Diagram of a rectangular brick on a slope showing the centre of gravity

Why does building a wider base help us build bigger islands?

Objects with a wide base are more stable than objects with a narrow base. This is because it’s more likely that the centre of gravity will be directly above the base of the object. Blocks need to be stacked so their centre of gravity is above their base in order not to fall. If you put a cuboid shaped block on the floor horizontally, has a wide base relative to its height so it won’t tip over if you push on its side with your finger. It has a low centre of gravity. If you stand the same block vertically on one end the base is now narrower compared to its height and it has a higher centre of gravity. If you push the block near the top, it will probably fall over.

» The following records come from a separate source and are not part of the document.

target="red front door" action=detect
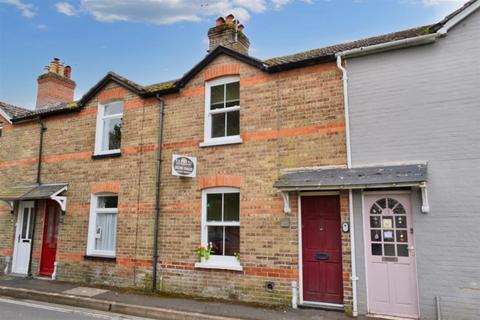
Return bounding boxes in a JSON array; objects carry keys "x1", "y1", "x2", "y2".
[
  {"x1": 301, "y1": 195, "x2": 343, "y2": 304},
  {"x1": 39, "y1": 200, "x2": 60, "y2": 276}
]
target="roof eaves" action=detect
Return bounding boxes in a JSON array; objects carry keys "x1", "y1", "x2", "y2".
[
  {"x1": 265, "y1": 54, "x2": 336, "y2": 72},
  {"x1": 11, "y1": 103, "x2": 81, "y2": 123},
  {"x1": 0, "y1": 108, "x2": 13, "y2": 124}
]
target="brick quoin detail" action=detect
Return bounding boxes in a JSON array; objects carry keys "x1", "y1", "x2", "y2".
[
  {"x1": 90, "y1": 181, "x2": 120, "y2": 194},
  {"x1": 204, "y1": 64, "x2": 241, "y2": 81},
  {"x1": 199, "y1": 175, "x2": 242, "y2": 189}
]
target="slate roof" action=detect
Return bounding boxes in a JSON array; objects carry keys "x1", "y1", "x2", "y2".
[
  {"x1": 274, "y1": 164, "x2": 427, "y2": 189},
  {"x1": 263, "y1": 26, "x2": 433, "y2": 66},
  {"x1": 0, "y1": 101, "x2": 31, "y2": 119},
  {"x1": 1, "y1": 0, "x2": 476, "y2": 123},
  {"x1": 0, "y1": 183, "x2": 68, "y2": 201}
]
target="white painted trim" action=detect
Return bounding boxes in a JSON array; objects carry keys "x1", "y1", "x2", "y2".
[
  {"x1": 195, "y1": 260, "x2": 243, "y2": 271},
  {"x1": 361, "y1": 190, "x2": 371, "y2": 314},
  {"x1": 419, "y1": 182, "x2": 430, "y2": 213},
  {"x1": 337, "y1": 34, "x2": 437, "y2": 59},
  {"x1": 202, "y1": 76, "x2": 241, "y2": 146},
  {"x1": 281, "y1": 191, "x2": 291, "y2": 214},
  {"x1": 278, "y1": 182, "x2": 421, "y2": 192},
  {"x1": 86, "y1": 193, "x2": 118, "y2": 258},
  {"x1": 94, "y1": 101, "x2": 123, "y2": 156},
  {"x1": 200, "y1": 187, "x2": 240, "y2": 265},
  {"x1": 437, "y1": 0, "x2": 480, "y2": 35},
  {"x1": 199, "y1": 136, "x2": 243, "y2": 147},
  {"x1": 50, "y1": 186, "x2": 68, "y2": 212},
  {"x1": 0, "y1": 109, "x2": 13, "y2": 124},
  {"x1": 301, "y1": 191, "x2": 339, "y2": 196},
  {"x1": 363, "y1": 190, "x2": 411, "y2": 195}
]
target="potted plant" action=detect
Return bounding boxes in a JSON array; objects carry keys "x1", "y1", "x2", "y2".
[{"x1": 197, "y1": 242, "x2": 214, "y2": 263}]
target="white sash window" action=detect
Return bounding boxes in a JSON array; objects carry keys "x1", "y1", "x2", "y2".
[{"x1": 87, "y1": 194, "x2": 118, "y2": 257}]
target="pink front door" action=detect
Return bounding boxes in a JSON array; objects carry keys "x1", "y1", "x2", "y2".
[{"x1": 364, "y1": 193, "x2": 419, "y2": 318}]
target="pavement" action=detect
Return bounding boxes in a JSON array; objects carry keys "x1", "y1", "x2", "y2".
[{"x1": 0, "y1": 276, "x2": 370, "y2": 320}]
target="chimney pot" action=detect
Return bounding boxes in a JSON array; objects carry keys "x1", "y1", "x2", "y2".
[
  {"x1": 216, "y1": 17, "x2": 225, "y2": 26},
  {"x1": 207, "y1": 15, "x2": 249, "y2": 55},
  {"x1": 64, "y1": 65, "x2": 72, "y2": 79},
  {"x1": 226, "y1": 14, "x2": 234, "y2": 24}
]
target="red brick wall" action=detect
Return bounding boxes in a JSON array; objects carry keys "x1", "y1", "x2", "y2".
[
  {"x1": 36, "y1": 73, "x2": 76, "y2": 107},
  {"x1": 155, "y1": 54, "x2": 348, "y2": 306},
  {"x1": 0, "y1": 53, "x2": 351, "y2": 308}
]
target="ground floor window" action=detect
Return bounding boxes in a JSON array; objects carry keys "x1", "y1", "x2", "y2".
[
  {"x1": 201, "y1": 187, "x2": 240, "y2": 268},
  {"x1": 87, "y1": 193, "x2": 118, "y2": 257}
]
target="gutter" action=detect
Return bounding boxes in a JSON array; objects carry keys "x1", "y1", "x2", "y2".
[
  {"x1": 336, "y1": 55, "x2": 358, "y2": 317},
  {"x1": 337, "y1": 33, "x2": 438, "y2": 59},
  {"x1": 152, "y1": 95, "x2": 165, "y2": 292}
]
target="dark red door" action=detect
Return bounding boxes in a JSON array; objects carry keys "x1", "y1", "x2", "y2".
[
  {"x1": 301, "y1": 195, "x2": 343, "y2": 304},
  {"x1": 39, "y1": 200, "x2": 60, "y2": 276}
]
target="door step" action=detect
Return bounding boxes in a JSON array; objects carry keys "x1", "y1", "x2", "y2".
[
  {"x1": 300, "y1": 301, "x2": 344, "y2": 311},
  {"x1": 367, "y1": 313, "x2": 418, "y2": 320}
]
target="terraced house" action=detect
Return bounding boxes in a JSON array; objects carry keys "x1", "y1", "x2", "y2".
[
  {"x1": 0, "y1": 14, "x2": 353, "y2": 312},
  {"x1": 0, "y1": 2, "x2": 479, "y2": 319}
]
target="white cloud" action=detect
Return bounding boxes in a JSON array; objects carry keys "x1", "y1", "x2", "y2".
[
  {"x1": 421, "y1": 0, "x2": 468, "y2": 6},
  {"x1": 55, "y1": 2, "x2": 78, "y2": 16},
  {"x1": 271, "y1": 0, "x2": 291, "y2": 9},
  {"x1": 75, "y1": 0, "x2": 296, "y2": 25},
  {"x1": 0, "y1": 0, "x2": 36, "y2": 18},
  {"x1": 35, "y1": 23, "x2": 47, "y2": 29}
]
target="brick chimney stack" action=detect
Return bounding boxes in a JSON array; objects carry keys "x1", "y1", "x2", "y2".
[
  {"x1": 208, "y1": 14, "x2": 250, "y2": 55},
  {"x1": 36, "y1": 58, "x2": 76, "y2": 109}
]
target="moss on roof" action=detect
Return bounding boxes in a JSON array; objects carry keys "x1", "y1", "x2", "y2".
[{"x1": 143, "y1": 80, "x2": 178, "y2": 93}]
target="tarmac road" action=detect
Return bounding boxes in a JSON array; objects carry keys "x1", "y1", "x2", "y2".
[{"x1": 0, "y1": 297, "x2": 151, "y2": 320}]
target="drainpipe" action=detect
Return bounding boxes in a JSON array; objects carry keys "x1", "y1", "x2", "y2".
[
  {"x1": 36, "y1": 119, "x2": 46, "y2": 184},
  {"x1": 152, "y1": 95, "x2": 165, "y2": 292},
  {"x1": 28, "y1": 119, "x2": 46, "y2": 277},
  {"x1": 336, "y1": 55, "x2": 358, "y2": 317}
]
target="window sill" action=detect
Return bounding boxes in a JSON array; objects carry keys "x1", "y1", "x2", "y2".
[
  {"x1": 92, "y1": 152, "x2": 121, "y2": 160},
  {"x1": 84, "y1": 255, "x2": 116, "y2": 262},
  {"x1": 194, "y1": 261, "x2": 243, "y2": 271},
  {"x1": 199, "y1": 136, "x2": 243, "y2": 148}
]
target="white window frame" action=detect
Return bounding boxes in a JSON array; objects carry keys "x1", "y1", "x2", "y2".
[
  {"x1": 200, "y1": 76, "x2": 243, "y2": 147},
  {"x1": 87, "y1": 193, "x2": 118, "y2": 258},
  {"x1": 94, "y1": 101, "x2": 123, "y2": 156},
  {"x1": 0, "y1": 123, "x2": 3, "y2": 138},
  {"x1": 195, "y1": 187, "x2": 242, "y2": 271}
]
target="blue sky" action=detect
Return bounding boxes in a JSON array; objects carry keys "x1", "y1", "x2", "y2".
[{"x1": 0, "y1": 0, "x2": 468, "y2": 109}]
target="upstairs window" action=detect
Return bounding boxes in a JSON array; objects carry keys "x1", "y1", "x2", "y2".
[
  {"x1": 87, "y1": 194, "x2": 118, "y2": 257},
  {"x1": 201, "y1": 76, "x2": 242, "y2": 147},
  {"x1": 95, "y1": 101, "x2": 123, "y2": 155},
  {"x1": 0, "y1": 123, "x2": 3, "y2": 138}
]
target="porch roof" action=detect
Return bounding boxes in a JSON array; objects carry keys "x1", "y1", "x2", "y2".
[
  {"x1": 0, "y1": 183, "x2": 68, "y2": 201},
  {"x1": 273, "y1": 164, "x2": 427, "y2": 190}
]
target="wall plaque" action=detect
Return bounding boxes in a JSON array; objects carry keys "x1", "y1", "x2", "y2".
[{"x1": 172, "y1": 154, "x2": 197, "y2": 178}]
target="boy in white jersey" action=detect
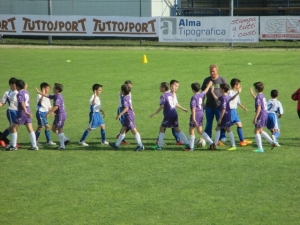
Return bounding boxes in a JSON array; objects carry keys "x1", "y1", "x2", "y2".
[
  {"x1": 78, "y1": 84, "x2": 109, "y2": 146},
  {"x1": 267, "y1": 90, "x2": 283, "y2": 143},
  {"x1": 35, "y1": 82, "x2": 56, "y2": 146},
  {"x1": 228, "y1": 78, "x2": 252, "y2": 147}
]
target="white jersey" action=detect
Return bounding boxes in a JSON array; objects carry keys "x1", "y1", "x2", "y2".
[
  {"x1": 36, "y1": 94, "x2": 52, "y2": 112},
  {"x1": 118, "y1": 92, "x2": 132, "y2": 108},
  {"x1": 267, "y1": 99, "x2": 283, "y2": 114},
  {"x1": 90, "y1": 94, "x2": 101, "y2": 112},
  {"x1": 228, "y1": 90, "x2": 240, "y2": 109},
  {"x1": 167, "y1": 91, "x2": 178, "y2": 105},
  {"x1": 0, "y1": 89, "x2": 18, "y2": 111}
]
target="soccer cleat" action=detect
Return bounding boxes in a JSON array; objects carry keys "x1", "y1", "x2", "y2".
[
  {"x1": 78, "y1": 141, "x2": 89, "y2": 146},
  {"x1": 121, "y1": 141, "x2": 129, "y2": 145},
  {"x1": 151, "y1": 145, "x2": 162, "y2": 150},
  {"x1": 55, "y1": 146, "x2": 65, "y2": 150},
  {"x1": 239, "y1": 141, "x2": 248, "y2": 147},
  {"x1": 47, "y1": 140, "x2": 56, "y2": 146},
  {"x1": 184, "y1": 146, "x2": 191, "y2": 152},
  {"x1": 271, "y1": 142, "x2": 280, "y2": 150},
  {"x1": 227, "y1": 146, "x2": 237, "y2": 151},
  {"x1": 176, "y1": 141, "x2": 183, "y2": 145},
  {"x1": 0, "y1": 140, "x2": 6, "y2": 147},
  {"x1": 209, "y1": 143, "x2": 217, "y2": 150},
  {"x1": 64, "y1": 139, "x2": 70, "y2": 146},
  {"x1": 254, "y1": 148, "x2": 264, "y2": 153},
  {"x1": 135, "y1": 145, "x2": 145, "y2": 151},
  {"x1": 109, "y1": 143, "x2": 119, "y2": 150},
  {"x1": 244, "y1": 139, "x2": 253, "y2": 144},
  {"x1": 4, "y1": 145, "x2": 18, "y2": 151},
  {"x1": 218, "y1": 141, "x2": 225, "y2": 146},
  {"x1": 28, "y1": 146, "x2": 39, "y2": 150},
  {"x1": 16, "y1": 143, "x2": 22, "y2": 148},
  {"x1": 101, "y1": 141, "x2": 109, "y2": 145}
]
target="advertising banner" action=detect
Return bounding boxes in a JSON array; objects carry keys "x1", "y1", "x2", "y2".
[
  {"x1": 260, "y1": 16, "x2": 300, "y2": 40},
  {"x1": 0, "y1": 15, "x2": 158, "y2": 37},
  {"x1": 158, "y1": 16, "x2": 259, "y2": 43}
]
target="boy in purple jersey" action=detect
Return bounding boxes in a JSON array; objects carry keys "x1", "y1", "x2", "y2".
[
  {"x1": 36, "y1": 83, "x2": 70, "y2": 150},
  {"x1": 186, "y1": 81, "x2": 214, "y2": 151},
  {"x1": 250, "y1": 82, "x2": 280, "y2": 153},
  {"x1": 150, "y1": 82, "x2": 189, "y2": 150},
  {"x1": 210, "y1": 83, "x2": 240, "y2": 151},
  {"x1": 110, "y1": 84, "x2": 144, "y2": 151},
  {"x1": 4, "y1": 79, "x2": 38, "y2": 151}
]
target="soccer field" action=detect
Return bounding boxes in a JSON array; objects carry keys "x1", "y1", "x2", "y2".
[{"x1": 0, "y1": 46, "x2": 299, "y2": 225}]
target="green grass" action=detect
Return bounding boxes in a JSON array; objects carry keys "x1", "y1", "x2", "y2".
[{"x1": 0, "y1": 47, "x2": 300, "y2": 225}]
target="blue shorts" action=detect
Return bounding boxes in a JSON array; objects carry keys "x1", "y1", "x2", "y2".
[
  {"x1": 89, "y1": 112, "x2": 104, "y2": 129},
  {"x1": 117, "y1": 107, "x2": 125, "y2": 125},
  {"x1": 6, "y1": 109, "x2": 17, "y2": 125},
  {"x1": 36, "y1": 110, "x2": 49, "y2": 126},
  {"x1": 231, "y1": 109, "x2": 241, "y2": 124},
  {"x1": 267, "y1": 113, "x2": 280, "y2": 130}
]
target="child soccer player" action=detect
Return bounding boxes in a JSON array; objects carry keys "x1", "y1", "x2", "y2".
[
  {"x1": 210, "y1": 83, "x2": 239, "y2": 151},
  {"x1": 36, "y1": 83, "x2": 70, "y2": 150},
  {"x1": 291, "y1": 88, "x2": 300, "y2": 119},
  {"x1": 4, "y1": 79, "x2": 38, "y2": 150},
  {"x1": 250, "y1": 82, "x2": 280, "y2": 153},
  {"x1": 187, "y1": 81, "x2": 214, "y2": 151},
  {"x1": 35, "y1": 82, "x2": 56, "y2": 146},
  {"x1": 267, "y1": 90, "x2": 283, "y2": 143},
  {"x1": 110, "y1": 84, "x2": 144, "y2": 151},
  {"x1": 78, "y1": 84, "x2": 109, "y2": 146},
  {"x1": 150, "y1": 82, "x2": 189, "y2": 150},
  {"x1": 228, "y1": 78, "x2": 252, "y2": 147}
]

A thin tower of wooden bricks and a label showing the position of the centre of gravity about half-way up the bricks.

Toy elephant standing on a wobbly tower of bricks.

How do we balance the different blocks on our islands?

When we add the new blocks to our structures, we are changing the position of the centre of gravity of our structure. If we choose to put a heavy object at the top of a tower of blocks, the centre of gravity is higher up. This makes it easier for the tower to tip because that the centre of gravity is no longer above its base, and the tower falls down. If we place heavier objects lower down on our structures and lighter objects towards the top, the centre of gravity is lower and the structure is less likely to topple.

Where are the best places to attach different parts to our islands?

When we add new parts to our structures, we are changing the position of the centre of gravity of our structure. If we choose to put a heavy object at the top of a structure, the centre of gravity is higher up. This makes it easier for the structure to tip because that the centre of gravity is no longer above its base, and the structure falls down. If we place heavier objects lower down on our structures and lighter objects towards the top, the centre of gravity is lower and the structure is less likely to topple.

Why does fastening our structures together make them stronger?

Fasteners ensure that materials are securely joined together. They help structures withstand the loads and forces placed upon them.

Fasteners reinforce and strengthen connections between the parts of the structure. They providing additional support and ensure that the structure is more stable over time. Examples of fasteners include nails, nuts and bolts, screws, rivets and anchors.